- Pakistan's Foreign Office summoned India's high commissioner
- Pakistan's foreign secretary wants India to investigate a shooting incident
- Pakistan accused Indian soldiers of killing one of its soldiers in the disputed Kashmir region
- India has accused Pakistan of killing two of its soldiers in the flashpoint region
Pakistan called on India Friday to investigate what it called repeated violations by Indian soldiers along the de facto border between the two nations in the disputed territory of Kashmir.
Pakistan's Foreign Office summoned the high commissioner of India, Sharat Sabharwal, to its offices to protest the killing of one of its soldiers on the Pakistani side of the border known as the Line of Control.
Foreign Secretary Jalil Abbas Jilani also demanded that the Indian government investigate recent clashes between the two countries in the Kashmir region. Jilani's call came just days after Indian Foreign Secretary Ranjan Mathai summoned the Pakistani high commissioner to lodge complaints about the killing of two of its soldiers in the Kashmir region Tuesday.
India and Pakistan have traded bitter accusations over allegations of repeated violations of a cease-fire in recent days at the Line of Control, increasing tensions between the two nuclear-armed neighbors.
It began with a clash Sunday that, according to the Pakistani military, saw Indian troops cross the Line of Control and attack a military post. Pakistani army troops repulsed the attack, but one Pakistani soldier was killed and another critically injured, Pakistan said.
The Indian Defense Ministry, however, said Pakistani troops opened fire unprovoked on Indian posts in the north Uri sector of Indian-administered Kashmir. Indian troops retaliated and forced Pakistani troops to stop firing, the ministry said. It did not immediately report the number of casualties.
That was followed Tuesday with allegations made by India that Pakistani troops took advantage of thick fog in a wooded area to cross over to its side of the border.
The Indian military says one of its routine patrols spotted the Pakistani troops in the Mendhar sector of Poonch district, and a firefight lasting about 30 minutes ensued, during which two Indian soldiers were killed.
The Indian government on Wednesday accused Pakistani troops of subjecting the two soldiers' bodies to "barbaric and inhuman mutilation," calling the alleged actions "highly provocative."
Pakistan denied the accusations, saying India was trying to distract attention from a weekend clash in the Himalayan territory that left a Pakistani soldier dead.
The Pakistani Foreign Ministry rejected the allegations that its troops had crossed the Line of Control and killed Indian soldiers.
The two South Asian neighbors have had a cease-fire along the de facto border since November 2003. But it has been violated repeatedly, with both sides accusing the other of offenses.

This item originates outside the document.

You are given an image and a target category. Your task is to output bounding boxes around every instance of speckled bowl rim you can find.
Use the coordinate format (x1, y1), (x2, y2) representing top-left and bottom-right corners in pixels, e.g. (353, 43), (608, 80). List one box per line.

Bilateral talks were suspended in 2008 after an attack by Pakistani militants in Mumbai, India's most populous city, killed more than 160 people. The negotiations have since resumed.
The conflict over Kashmir dates back to 1947, after Britain relinquished control of the Indian subcontinent, giving birth to modern India and Pakistan.

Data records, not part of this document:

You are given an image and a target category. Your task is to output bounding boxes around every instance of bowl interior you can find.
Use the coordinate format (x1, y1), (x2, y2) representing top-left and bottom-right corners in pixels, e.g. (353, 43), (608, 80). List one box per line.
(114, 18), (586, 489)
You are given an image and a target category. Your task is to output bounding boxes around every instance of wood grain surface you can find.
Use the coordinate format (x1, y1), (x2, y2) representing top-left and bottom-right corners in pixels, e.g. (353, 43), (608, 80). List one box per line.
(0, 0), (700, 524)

Kashmir was free to accede to either nation. Maharaja Hari Singh, the ruler of the kingdom at the time, initially chose to remain independent but eventually opted to join India, thereby handing key powers to the central government in New Delhi. In exchange, India guaranteed him military protection and vowed to hold a popular vote on the issue.
The South Asian rivals have fought two full-scale wars over the territorial issue.
Islamabad has always said that majority-Muslim Kashmir should have been a part of Pakistan. A United Nations resolution adopted after the first war called for a referendum allowing the people of Kashmir to choose which country they wanted to join, but that vote for self-determination has never been held. Pakistan wants that referendum to take place.
India says that Pakistan lends support to separatist groups fighting against government control and argues that a 1972 agreement mandates a resolution to the Kashmir dispute through bilateral talks.